Why Centralized Machine Learning Teams Fail
As a Solutions Architect at Tecton, I’ve had the luxury of working with hundreds of teams that are building products powered by machine learning. And I’ve noticed one key difference in how these teams are organized that is highly predictive of their success.
Central data teams, where ML practitioners build models and then hand them back to IT to integrate into the business, usually fail. In this article, I’ll discuss what an ML-enabled company looks like and how to organize a machine learning team for success. I’ll make the case for embedding data specialists in product teams — an approach that has been successful at leading-edge tech companies and forward-thinking teams. We’ll discuss why the central data team model usually fails, and how transitioning to an embedded model can help your team succeed.
How did we get here?
All ML projects which turned into a disaster in my career have a single common point:
— Francesco Pochetti (@Fra_Pochetti) March 12, 2022
🚨 I didn’t understand the business context first, got over-excited about the tech, and jumped into coding too early.
Most data organizations grew up as an analytics team, which leads to a straightforward operational model. A central data organization is responsible for creating data products that drive business decisions. The model looks something like this:
A core benefit to this model is that it allowed the existing business to continue operating “as-is”. Sure, there was a revolution in how data could drive business decisions, but with this model that revolution was purely additive.

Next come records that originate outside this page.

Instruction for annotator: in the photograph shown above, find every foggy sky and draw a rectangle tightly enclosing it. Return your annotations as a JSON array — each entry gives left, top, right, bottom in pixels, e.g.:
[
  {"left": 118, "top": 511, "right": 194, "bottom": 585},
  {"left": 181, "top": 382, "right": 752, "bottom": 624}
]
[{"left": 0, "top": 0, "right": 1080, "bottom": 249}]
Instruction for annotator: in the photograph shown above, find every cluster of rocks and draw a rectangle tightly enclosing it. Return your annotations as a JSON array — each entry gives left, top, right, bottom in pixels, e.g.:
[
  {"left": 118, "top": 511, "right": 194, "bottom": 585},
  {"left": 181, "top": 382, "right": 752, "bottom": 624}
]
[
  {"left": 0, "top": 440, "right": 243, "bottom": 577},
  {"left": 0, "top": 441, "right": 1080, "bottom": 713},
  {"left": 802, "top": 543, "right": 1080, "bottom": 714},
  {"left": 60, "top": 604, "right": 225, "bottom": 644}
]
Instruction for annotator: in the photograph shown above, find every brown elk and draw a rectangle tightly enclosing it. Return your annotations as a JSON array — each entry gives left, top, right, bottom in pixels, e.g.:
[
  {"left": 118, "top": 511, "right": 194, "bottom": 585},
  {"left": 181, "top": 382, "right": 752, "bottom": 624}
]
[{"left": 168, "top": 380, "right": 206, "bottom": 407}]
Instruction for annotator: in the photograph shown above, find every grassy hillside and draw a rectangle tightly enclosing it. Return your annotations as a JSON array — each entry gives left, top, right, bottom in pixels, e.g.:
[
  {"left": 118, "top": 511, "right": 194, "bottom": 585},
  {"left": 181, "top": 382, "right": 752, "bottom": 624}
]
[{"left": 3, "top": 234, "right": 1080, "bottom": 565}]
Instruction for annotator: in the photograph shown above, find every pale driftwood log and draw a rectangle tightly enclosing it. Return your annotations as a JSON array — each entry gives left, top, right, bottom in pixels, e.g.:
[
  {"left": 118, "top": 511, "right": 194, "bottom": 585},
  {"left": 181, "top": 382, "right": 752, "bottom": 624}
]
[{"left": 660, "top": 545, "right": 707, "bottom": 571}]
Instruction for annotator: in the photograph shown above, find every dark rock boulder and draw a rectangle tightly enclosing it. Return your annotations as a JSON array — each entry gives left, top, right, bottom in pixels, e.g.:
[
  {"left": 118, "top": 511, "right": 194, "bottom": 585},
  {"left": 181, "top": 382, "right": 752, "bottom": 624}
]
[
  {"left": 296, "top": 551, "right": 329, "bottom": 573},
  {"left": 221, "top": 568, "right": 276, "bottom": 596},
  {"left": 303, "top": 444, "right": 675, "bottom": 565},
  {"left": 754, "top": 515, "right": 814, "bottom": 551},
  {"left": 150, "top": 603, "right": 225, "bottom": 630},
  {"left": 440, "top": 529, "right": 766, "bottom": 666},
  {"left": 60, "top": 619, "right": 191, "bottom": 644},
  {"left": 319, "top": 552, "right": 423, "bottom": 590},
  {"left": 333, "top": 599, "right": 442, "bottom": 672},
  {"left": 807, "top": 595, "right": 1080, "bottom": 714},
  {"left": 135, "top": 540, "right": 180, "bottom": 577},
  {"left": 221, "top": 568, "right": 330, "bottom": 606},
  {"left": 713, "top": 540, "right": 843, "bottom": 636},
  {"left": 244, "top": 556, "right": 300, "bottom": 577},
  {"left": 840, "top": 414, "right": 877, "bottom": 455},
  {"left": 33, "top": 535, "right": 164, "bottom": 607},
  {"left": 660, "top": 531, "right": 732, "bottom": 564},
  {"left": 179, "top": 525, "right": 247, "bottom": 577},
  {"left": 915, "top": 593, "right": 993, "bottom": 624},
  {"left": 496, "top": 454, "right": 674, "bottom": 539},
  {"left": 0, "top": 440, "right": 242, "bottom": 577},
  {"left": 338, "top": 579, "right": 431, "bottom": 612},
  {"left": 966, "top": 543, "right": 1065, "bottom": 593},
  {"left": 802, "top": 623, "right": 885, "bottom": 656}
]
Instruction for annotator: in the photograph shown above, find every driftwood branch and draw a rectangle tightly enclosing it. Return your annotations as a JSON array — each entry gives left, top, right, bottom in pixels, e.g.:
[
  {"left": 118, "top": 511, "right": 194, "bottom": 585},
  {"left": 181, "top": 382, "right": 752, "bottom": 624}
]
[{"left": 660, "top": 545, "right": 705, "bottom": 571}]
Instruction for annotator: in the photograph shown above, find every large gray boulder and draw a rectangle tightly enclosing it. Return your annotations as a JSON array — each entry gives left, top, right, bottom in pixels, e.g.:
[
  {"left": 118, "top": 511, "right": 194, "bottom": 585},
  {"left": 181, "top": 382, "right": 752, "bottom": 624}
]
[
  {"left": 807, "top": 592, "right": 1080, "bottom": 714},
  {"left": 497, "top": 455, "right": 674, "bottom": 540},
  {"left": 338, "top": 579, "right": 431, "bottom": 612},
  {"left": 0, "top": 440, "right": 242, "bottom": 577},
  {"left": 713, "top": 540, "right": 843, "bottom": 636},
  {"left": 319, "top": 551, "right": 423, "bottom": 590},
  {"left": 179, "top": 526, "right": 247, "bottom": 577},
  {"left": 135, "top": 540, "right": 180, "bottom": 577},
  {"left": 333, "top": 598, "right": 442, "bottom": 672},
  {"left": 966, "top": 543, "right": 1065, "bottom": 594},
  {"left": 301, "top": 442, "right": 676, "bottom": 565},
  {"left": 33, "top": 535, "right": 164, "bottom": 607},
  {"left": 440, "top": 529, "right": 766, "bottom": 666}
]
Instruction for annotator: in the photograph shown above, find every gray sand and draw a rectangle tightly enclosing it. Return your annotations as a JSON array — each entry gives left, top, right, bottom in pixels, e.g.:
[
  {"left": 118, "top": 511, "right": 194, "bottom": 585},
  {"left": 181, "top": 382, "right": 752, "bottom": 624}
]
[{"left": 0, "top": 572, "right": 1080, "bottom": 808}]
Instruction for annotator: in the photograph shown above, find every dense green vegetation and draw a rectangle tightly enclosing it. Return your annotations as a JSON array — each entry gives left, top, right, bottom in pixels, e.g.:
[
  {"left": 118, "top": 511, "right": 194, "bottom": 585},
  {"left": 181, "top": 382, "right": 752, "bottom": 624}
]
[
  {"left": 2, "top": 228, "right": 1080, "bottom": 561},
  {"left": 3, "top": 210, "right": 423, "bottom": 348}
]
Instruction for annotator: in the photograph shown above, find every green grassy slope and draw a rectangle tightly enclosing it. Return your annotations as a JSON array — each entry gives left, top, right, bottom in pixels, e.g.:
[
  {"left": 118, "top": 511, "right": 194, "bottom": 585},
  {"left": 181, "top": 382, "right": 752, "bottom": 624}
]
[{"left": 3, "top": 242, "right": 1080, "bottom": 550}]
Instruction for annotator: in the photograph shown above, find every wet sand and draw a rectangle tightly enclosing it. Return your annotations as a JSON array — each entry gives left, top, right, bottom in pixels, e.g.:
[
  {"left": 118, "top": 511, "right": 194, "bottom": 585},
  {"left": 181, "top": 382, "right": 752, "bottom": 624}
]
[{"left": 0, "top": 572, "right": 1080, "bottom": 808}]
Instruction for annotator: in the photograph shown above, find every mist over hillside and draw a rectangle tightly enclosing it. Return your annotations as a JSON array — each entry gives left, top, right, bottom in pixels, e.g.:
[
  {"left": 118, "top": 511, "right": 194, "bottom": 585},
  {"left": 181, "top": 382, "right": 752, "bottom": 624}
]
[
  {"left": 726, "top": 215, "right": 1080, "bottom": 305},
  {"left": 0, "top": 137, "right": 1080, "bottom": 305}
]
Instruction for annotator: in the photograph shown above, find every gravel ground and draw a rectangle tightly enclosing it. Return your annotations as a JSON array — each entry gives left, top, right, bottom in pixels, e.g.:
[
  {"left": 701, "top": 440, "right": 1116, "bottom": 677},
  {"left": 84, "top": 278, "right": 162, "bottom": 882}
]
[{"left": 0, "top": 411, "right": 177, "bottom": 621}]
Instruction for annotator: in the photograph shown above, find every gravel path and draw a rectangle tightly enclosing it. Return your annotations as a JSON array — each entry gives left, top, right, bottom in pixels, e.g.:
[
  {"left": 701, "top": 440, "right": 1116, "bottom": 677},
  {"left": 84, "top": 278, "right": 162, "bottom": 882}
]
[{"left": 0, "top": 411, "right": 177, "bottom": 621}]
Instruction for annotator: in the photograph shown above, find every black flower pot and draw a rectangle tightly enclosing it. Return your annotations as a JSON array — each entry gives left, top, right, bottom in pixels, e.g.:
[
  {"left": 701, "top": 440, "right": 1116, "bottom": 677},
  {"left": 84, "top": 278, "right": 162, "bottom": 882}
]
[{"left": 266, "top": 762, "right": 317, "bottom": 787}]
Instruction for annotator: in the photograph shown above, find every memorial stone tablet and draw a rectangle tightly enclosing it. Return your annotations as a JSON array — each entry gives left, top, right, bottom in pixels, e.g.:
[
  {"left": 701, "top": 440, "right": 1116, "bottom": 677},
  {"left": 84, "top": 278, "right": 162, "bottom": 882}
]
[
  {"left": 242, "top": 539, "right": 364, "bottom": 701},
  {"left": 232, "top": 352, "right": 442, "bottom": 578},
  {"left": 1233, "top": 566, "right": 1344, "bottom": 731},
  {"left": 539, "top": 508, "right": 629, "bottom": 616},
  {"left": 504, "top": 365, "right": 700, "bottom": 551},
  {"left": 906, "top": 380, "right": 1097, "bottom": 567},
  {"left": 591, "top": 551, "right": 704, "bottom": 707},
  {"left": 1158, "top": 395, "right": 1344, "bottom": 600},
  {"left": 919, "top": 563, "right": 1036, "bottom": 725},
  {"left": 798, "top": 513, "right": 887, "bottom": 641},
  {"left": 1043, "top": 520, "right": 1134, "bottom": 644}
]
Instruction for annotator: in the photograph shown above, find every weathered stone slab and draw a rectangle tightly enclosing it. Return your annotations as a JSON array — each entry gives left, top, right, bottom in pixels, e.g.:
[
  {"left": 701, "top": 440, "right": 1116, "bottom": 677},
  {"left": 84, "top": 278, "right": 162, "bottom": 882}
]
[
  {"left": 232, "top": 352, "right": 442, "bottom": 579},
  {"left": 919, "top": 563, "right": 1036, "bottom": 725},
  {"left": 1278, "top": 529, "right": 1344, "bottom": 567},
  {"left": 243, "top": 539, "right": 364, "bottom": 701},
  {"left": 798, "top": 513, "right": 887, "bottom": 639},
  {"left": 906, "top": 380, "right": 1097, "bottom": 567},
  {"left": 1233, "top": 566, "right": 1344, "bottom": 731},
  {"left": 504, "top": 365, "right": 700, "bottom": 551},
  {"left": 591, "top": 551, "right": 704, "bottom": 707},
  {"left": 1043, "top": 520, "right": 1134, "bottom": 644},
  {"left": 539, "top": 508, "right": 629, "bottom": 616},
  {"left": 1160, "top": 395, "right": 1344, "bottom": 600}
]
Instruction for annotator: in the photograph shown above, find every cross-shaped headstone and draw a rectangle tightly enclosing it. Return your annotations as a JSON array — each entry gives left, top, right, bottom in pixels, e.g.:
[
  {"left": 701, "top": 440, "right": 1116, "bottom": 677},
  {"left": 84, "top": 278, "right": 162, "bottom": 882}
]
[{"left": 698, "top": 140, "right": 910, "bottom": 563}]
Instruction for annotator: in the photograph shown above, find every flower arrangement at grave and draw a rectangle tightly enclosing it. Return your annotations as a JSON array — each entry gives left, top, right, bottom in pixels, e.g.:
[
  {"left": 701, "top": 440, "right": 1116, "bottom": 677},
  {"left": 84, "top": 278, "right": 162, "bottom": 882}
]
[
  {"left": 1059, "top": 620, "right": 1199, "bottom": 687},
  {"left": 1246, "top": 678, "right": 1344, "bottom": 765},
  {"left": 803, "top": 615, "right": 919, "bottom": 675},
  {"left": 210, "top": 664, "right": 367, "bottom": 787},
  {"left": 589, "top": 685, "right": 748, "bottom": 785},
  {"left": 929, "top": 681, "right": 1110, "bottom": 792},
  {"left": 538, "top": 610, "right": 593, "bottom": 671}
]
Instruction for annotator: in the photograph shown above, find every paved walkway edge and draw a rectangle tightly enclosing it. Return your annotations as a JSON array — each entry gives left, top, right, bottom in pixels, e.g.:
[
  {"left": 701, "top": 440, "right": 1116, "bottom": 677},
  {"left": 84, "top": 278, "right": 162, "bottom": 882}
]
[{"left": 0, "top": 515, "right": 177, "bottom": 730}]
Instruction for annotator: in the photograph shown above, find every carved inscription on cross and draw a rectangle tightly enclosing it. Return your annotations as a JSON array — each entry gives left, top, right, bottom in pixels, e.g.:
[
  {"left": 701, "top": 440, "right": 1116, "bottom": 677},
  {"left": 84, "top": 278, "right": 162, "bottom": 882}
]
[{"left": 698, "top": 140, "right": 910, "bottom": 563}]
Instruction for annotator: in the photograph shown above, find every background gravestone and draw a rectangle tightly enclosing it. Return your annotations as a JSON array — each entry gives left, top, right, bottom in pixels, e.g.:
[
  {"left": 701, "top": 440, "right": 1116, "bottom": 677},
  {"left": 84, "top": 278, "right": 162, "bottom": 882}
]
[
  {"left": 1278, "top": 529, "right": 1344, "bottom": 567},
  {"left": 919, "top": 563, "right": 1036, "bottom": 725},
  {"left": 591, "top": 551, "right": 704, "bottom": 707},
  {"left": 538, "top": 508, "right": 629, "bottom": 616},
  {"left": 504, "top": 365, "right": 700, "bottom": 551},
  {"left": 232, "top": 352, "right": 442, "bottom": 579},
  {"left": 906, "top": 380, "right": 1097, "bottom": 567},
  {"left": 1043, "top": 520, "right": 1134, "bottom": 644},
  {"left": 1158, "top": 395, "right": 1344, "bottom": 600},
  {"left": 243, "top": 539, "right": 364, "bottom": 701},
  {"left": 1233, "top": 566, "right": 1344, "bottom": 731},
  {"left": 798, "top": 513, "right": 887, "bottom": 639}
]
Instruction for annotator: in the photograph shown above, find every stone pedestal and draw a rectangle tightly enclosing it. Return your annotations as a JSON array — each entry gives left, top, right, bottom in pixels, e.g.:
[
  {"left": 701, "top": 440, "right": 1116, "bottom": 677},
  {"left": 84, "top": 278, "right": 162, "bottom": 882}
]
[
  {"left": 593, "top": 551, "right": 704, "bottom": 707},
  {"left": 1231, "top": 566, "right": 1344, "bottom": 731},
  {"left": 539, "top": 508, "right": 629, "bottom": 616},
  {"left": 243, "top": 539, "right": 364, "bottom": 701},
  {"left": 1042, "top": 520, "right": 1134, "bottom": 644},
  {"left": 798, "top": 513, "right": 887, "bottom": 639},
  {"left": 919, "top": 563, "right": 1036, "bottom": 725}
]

The business (which was ostensibly working well!) could just use the outputs of the data team to make better decisions, and there was no organizational reckoning.
As machine learning picked up in popularity in the last decade, the natural thing to do was to put the ML scientists on the data team (since they need data to do ML!).
Unfortunately for central data teams, advances in machine learning have started to blur the line of shared concerns. More and more businesses are beginning to use ML to automate decisions, meaning the output of the ML team needs to be directly integrated into the business!
Your data team wasn’t designed to integrate products into your business – integrating software into your business is an engineering / IT problem! The natural progression many companies took is to make it an engineering / IT problem:
Solved, right?
Not at all. I’ve seen this model many times, and it always leads to execution problems.
You can’t hand off integration to IT
There are two main categories of challenges that emerge when ML teams “hand off” models for IT to integrate:
- ML scientists are not working within the constraints of the production environment
- Engineering / IT teams don’t have the machine learning expertise to manage data pipelines that will affect model performance
Both of these challenges are worth further exploration.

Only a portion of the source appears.